You have big ideas for how your marketing department can achieve great results, but a lack of time, money, or specific skills puts those goals out of reach. So you either do the best you can with the status quo or spend all your resources on a compromise—which more often than not leaves you cleaning up after shoddy or half-thought-out work or reveals other problems that you now need to fix.
If you’re anxious to modernize your marketing but worried about the sheer size of such an effort, try looking at the job as an evolution rather than a revolution. The key is to deconstruct your big end goal into a set of incremental tasks, then move forward with purpose. In this way, you evolve your marketing efforts over time. And you’re more likely to get the results you want.
So what are some of these incremental steps? Where you start will depend on your company’s specific needs, but they boil down into several basic buckets.
Immediate Improvements
The key to a marketing evolution is understanding who your ideal audience is and why they need your product or service. If you don’t have that information, a thorough audience analysis simply must be your first step. That information alone can enable you to make low-cost changes—to existing website content or outreach messaging, for example—that can help drive traffic or engage customers.
Another initial step that won’t cost much is aligning your marketing team with your sales team. Improving communications between the two immediately enables you to deliver content that is more likely to result in qualified conversions and finalized sales.
How well are your marketing and sales teams aligned right now?
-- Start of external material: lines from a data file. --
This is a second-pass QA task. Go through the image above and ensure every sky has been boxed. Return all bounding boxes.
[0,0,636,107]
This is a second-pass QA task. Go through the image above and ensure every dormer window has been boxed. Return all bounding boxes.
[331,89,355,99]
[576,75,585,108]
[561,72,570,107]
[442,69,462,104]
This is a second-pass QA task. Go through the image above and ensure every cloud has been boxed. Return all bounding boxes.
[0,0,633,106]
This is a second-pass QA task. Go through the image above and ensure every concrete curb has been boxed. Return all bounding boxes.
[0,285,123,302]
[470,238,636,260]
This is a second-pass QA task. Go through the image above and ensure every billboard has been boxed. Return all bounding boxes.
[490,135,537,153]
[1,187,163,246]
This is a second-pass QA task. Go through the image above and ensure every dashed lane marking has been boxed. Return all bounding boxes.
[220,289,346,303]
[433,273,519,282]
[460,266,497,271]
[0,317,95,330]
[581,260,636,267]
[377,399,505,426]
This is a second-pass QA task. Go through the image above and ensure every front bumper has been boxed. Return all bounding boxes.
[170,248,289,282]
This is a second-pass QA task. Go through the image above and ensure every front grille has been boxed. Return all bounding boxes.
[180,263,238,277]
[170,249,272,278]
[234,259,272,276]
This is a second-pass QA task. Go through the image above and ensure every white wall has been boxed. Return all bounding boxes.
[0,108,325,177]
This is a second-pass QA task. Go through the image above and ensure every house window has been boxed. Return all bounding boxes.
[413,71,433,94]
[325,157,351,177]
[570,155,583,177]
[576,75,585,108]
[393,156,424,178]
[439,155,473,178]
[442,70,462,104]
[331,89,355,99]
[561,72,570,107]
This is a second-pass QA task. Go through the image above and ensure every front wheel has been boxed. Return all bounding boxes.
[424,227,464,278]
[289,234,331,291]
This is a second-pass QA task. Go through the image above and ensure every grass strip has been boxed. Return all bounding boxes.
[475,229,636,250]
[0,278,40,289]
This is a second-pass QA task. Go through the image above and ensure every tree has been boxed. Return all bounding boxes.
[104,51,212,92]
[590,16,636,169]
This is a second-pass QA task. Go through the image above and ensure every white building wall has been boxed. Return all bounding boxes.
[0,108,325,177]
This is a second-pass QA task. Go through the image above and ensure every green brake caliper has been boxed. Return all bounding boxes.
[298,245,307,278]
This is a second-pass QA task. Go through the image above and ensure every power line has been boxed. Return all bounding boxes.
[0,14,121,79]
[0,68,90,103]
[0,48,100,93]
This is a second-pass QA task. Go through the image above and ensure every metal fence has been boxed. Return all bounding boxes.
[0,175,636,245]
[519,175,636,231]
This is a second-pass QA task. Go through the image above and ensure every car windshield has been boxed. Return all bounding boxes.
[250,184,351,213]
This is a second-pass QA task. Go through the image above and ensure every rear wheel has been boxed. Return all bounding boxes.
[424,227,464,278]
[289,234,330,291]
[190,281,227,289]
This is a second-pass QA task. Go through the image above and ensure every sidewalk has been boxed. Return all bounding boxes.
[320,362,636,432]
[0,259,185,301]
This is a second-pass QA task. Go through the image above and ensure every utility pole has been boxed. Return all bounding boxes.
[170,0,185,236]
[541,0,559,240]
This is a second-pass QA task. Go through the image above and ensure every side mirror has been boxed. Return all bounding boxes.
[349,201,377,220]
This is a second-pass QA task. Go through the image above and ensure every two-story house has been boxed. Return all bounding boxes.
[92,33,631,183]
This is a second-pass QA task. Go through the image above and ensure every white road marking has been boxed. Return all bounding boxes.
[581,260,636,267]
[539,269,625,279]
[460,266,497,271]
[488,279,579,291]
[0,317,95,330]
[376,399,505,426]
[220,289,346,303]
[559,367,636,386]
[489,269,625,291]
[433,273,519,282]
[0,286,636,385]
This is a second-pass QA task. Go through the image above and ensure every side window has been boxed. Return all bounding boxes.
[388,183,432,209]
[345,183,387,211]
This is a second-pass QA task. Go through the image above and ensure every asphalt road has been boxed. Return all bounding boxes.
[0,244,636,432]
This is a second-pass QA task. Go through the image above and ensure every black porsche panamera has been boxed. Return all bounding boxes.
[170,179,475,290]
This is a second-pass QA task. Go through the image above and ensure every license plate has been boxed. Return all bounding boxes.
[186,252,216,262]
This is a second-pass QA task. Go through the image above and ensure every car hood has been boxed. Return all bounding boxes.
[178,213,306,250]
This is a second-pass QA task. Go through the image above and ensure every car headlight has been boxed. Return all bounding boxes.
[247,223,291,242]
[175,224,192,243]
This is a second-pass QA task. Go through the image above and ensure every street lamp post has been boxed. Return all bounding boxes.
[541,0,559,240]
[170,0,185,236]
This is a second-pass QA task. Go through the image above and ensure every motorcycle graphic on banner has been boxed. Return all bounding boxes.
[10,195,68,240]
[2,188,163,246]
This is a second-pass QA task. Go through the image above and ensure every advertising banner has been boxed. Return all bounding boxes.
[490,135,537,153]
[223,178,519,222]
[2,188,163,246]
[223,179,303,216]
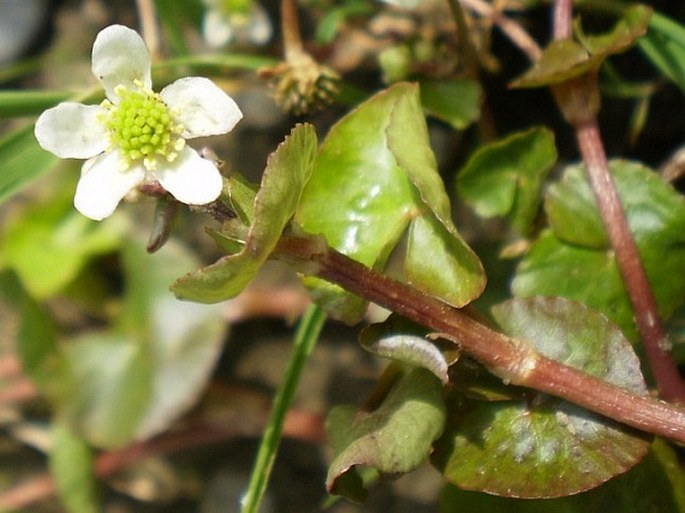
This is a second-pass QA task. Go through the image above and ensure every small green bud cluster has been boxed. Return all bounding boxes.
[103,84,185,171]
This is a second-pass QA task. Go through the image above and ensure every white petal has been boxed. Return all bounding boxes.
[202,10,233,48]
[92,25,152,103]
[154,146,223,205]
[33,102,108,159]
[160,77,243,139]
[74,150,145,221]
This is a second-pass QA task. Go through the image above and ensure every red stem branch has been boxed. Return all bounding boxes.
[552,0,685,403]
[275,237,685,442]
Take our Sales Enablement Readiness assessment to find out.
Secondary Steps
If you have the resources, your branding is the next task at hand. Does it clearly communicate your company’s unique value for your target audience? If not, you’re in trouble. Branding is more than just a sharp-looking logo. It needs to encapsulate your purpose in a way that can be communicated to the ideal customer.
Speaking of your company’s unique value: What differentiates you from the competition? Like an audience analysis, a competitive analysis provides vital data. It can be a bit more time intensive but will be well worth the effort.
Driving Traffic
Now you know who you want to engage, why they might want to listen to you instead of your competition, and the core of your message to them. It’s time to evaluate your website. This task is a topic unto itself, but a well-functioning website that is easy to maintain and update is your company’s public face—and it needs to be outstanding.
Part of this effort might involve SEO optimization. Completing an SEO analysis during the initial stages of a website design or redesign can help you prep your site to drive organic traffic. After the site is complete, you can also use this information to run a targeted digital campaign, such as paid search.
Nurturing Relationships
Of course, you’ll want to keep prospects coming back as they move through the buying journey. And if your company uses an account-based marketing (ABM) strategy, you’ll likely need to develop customer-specific content, portals, emails, and so on.
Add in social marketing, advertising campaigns, award submissions … there will always be plenty to keep you busy and keep your marketing evolving. The eBook Building Content for the Buyer’s Journey provides a helpful guide for mapping your current content and determining where you’ll have to fill in gaps.
Partnering with an Agency
Can you benefit from working with a digital marketing agency? An agency partner can be a great way to fill in skill gaps or get things done when you simply don’t have enough time or people.
Obviously, you’ll need to balance these advantages with the cost of paying an agency. Many companies establish a relationship with a reliable agency, then bring them in on specific campaigns or to complete focused tasks. This can be a good way to expand your team’s reach without breaking the bank.
When choosing an agency, consider more than cost. These factors can have a big effect on ROI:
Does the agency have all the skill coverage you need (e.g., website design, content creation, SEO, sales enablement)? If not, does it have existing partnerships in place to manage and provide those services, or will you need to manage multiple vendors to get to your end goal?
Does the agency have a history of successful partnerships with internal marketing teams?
Who will you be working with? Will the people you meet with be the people working on your project, or does the agency have a reputation for farming out work to its “B-Team” or external vendors as soon as the contract is signed?
When you talk with the agency, does it propose a strategy that achieves your specific short-term milestones while considering what you’ll need to move toward your long-term goals?
Start Where You Are
Whichever step you begin with, whether you can complete tasks internally or need help from an agency partner, you must keep moving forward if you hope to keep your marketing strategy fresh and effective.
Making progress doesn’t require an all-or-nothing approach. Start where you are and proceed one step at a time. You’ll be surprised how quickly you’ll see results.